We flew into Nassau in the Bahamas a few hours late and found our little aeroplane that would take us out to the island. A friendly customs official informed us that, although Tropical Storm Rupert had not developed into a hurricane as forecast, the west coast had suffered a very small tidal surge 12 hours before; a certain amount of damage had occurred. We gulped as we recalled that our villa was on that side, but the sun was shining and we hoped our ‘seashore villa’ would be intact. On landing, a taxi took us on our way and we looked expectantly around every bend on the road, glancing down at a photograph of the villa and trying to identify it.
“Oh! No!”

We both shrieked, for there it was ….. in a very sorry state …… a corner of the tiled roof had been torn off, the sea-side of the house was missing six feet, two of the supports for the decking had been washed away leaving it at a crazy angle and a palm tree lent drunkenly across the carport. Fortunately the taxi driver was able to suggest a couple of local hotels and, after a few telephone calls, we found a more suitable location for our two weeks in the tropical sun.
“Oh well” we thought; at least David and Ted will have a great time in Clapham.
(Over in London )
“Look! Here it is, No 11 Elms Road” exclaimed David to his husband Ted, as they peered out of the cab at the wide Victorian mid-terraced house. It sort-of looked like the photos Annie and Mike had sent us – but we glanced up and down the street and realised they all looked the same.
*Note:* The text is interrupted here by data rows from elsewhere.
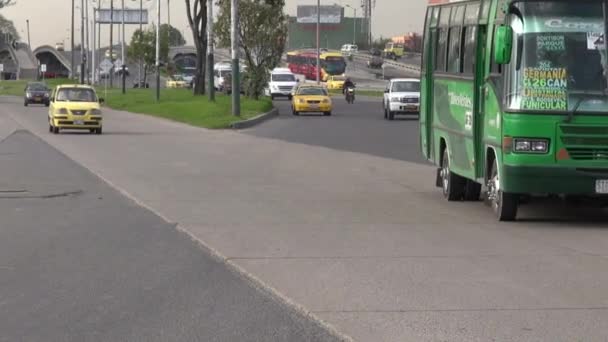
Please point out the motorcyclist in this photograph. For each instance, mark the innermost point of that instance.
(347, 84)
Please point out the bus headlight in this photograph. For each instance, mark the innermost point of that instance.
(524, 145)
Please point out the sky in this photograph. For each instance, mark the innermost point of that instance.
(50, 19)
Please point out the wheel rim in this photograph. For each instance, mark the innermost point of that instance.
(493, 188)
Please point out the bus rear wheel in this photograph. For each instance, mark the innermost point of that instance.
(453, 185)
(503, 204)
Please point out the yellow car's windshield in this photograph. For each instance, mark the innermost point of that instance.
(75, 95)
(312, 91)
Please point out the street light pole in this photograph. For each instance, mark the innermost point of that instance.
(236, 91)
(318, 71)
(28, 33)
(210, 61)
(141, 19)
(122, 52)
(158, 52)
(82, 41)
(88, 47)
(94, 50)
(72, 42)
(112, 42)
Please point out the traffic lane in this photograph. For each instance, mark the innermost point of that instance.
(358, 127)
(78, 262)
(367, 243)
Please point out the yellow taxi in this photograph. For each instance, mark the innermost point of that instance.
(177, 81)
(335, 82)
(75, 107)
(311, 99)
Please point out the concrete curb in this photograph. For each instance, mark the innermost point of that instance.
(255, 120)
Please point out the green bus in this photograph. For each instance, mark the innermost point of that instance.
(514, 100)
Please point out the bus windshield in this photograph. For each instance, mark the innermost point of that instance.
(334, 65)
(559, 57)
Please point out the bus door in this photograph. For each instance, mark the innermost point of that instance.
(480, 95)
(426, 83)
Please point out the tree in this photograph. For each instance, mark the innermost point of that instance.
(143, 49)
(262, 35)
(197, 19)
(5, 3)
(172, 35)
(7, 26)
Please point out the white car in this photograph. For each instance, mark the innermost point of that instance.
(401, 96)
(349, 49)
(282, 82)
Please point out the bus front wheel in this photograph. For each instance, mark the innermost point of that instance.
(503, 204)
(453, 185)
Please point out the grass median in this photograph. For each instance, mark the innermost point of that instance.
(180, 105)
(175, 104)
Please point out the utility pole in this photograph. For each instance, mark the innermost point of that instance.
(210, 58)
(88, 48)
(72, 42)
(236, 91)
(141, 19)
(122, 50)
(158, 51)
(112, 42)
(318, 71)
(169, 22)
(28, 34)
(83, 57)
(94, 50)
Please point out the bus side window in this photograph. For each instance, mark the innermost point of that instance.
(470, 49)
(494, 68)
(454, 52)
(441, 50)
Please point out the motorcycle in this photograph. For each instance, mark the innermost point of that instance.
(350, 95)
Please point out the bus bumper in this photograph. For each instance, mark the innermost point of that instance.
(554, 180)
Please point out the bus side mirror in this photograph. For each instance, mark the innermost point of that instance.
(503, 45)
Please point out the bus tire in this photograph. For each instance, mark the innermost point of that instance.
(503, 204)
(472, 191)
(452, 185)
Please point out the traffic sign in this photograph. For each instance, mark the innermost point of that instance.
(106, 65)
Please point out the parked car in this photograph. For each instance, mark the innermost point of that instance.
(375, 62)
(349, 49)
(311, 99)
(75, 107)
(282, 82)
(118, 71)
(36, 92)
(401, 96)
(176, 81)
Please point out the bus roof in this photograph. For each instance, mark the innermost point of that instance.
(443, 2)
(331, 54)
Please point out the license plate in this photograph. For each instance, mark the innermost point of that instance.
(601, 186)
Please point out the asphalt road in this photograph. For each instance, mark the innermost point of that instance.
(79, 262)
(359, 127)
(367, 244)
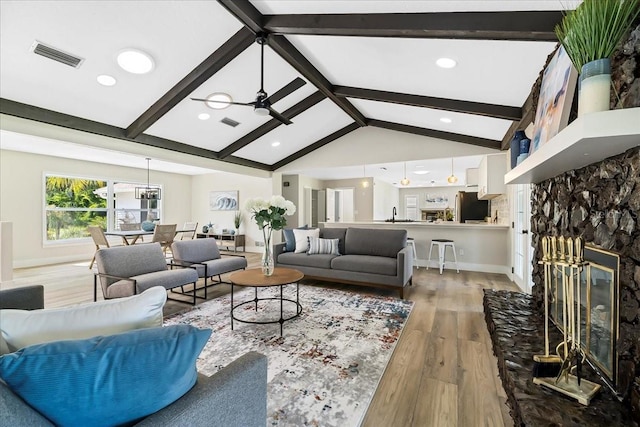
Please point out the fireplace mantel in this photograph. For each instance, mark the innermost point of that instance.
(588, 139)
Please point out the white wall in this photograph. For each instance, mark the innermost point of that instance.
(374, 145)
(385, 197)
(22, 202)
(248, 188)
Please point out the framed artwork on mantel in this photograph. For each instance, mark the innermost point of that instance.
(223, 200)
(556, 95)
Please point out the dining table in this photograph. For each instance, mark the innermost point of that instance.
(130, 237)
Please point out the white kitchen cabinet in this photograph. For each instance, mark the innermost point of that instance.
(491, 173)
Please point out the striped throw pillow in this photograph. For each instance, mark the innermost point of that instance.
(322, 246)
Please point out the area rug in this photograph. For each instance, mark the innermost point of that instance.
(327, 365)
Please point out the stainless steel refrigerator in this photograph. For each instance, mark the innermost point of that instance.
(469, 208)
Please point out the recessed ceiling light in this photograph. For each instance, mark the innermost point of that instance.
(135, 61)
(218, 101)
(446, 63)
(106, 80)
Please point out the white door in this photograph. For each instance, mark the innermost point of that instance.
(522, 250)
(411, 207)
(331, 205)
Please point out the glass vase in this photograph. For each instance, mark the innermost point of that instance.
(267, 261)
(595, 86)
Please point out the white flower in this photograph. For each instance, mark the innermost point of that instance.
(278, 202)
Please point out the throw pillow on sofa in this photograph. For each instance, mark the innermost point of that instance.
(22, 328)
(289, 238)
(106, 380)
(323, 246)
(302, 243)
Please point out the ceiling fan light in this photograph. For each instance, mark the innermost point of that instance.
(261, 111)
(218, 101)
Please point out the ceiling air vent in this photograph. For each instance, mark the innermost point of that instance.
(230, 122)
(56, 54)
The keys are under the flower pot. We lifted the edge of the pot, found some house keys, and opened the front door. It was much as we expected although in our mind’s eye the decoration was a little different. And where were the cats, we thought? We had been there an hour when we were startled to hear a key being put in the front door lock ……
We had got confused between ‘Elms Road’ and ‘Elms Row”. Thirty minutes later, as we were unpacking in the right house, David’s mobile rang.
“David. It’s Mike in The Bahamas. I am afraid I have some very bad news …..”
It was attributed to Mike Palette. Sort of puts you off doing something like this, doesn’t it?
Richard 12th August 2022
PS In this Tuesday’s Times a news story about The Bahamas and a shark attack!!

Note 1 My mother and step-father almost got sucked into investing in a Time Share apartment in the Algarve, such was their popularity in the 1980s; fortunately they decided against it. And then, a year after I moved to London in 1987 I spent an evening off Leicester Square in London, listening to a very polished ‘Time Share’ sale’s pitch. I had actually gone for the amusement and to take away the ‘Silver Tea Set’ – available with no commitment! It wouldn’t have lasted 2 days of use!
Note 2 Somehow reading this I know something bad’s going to happen!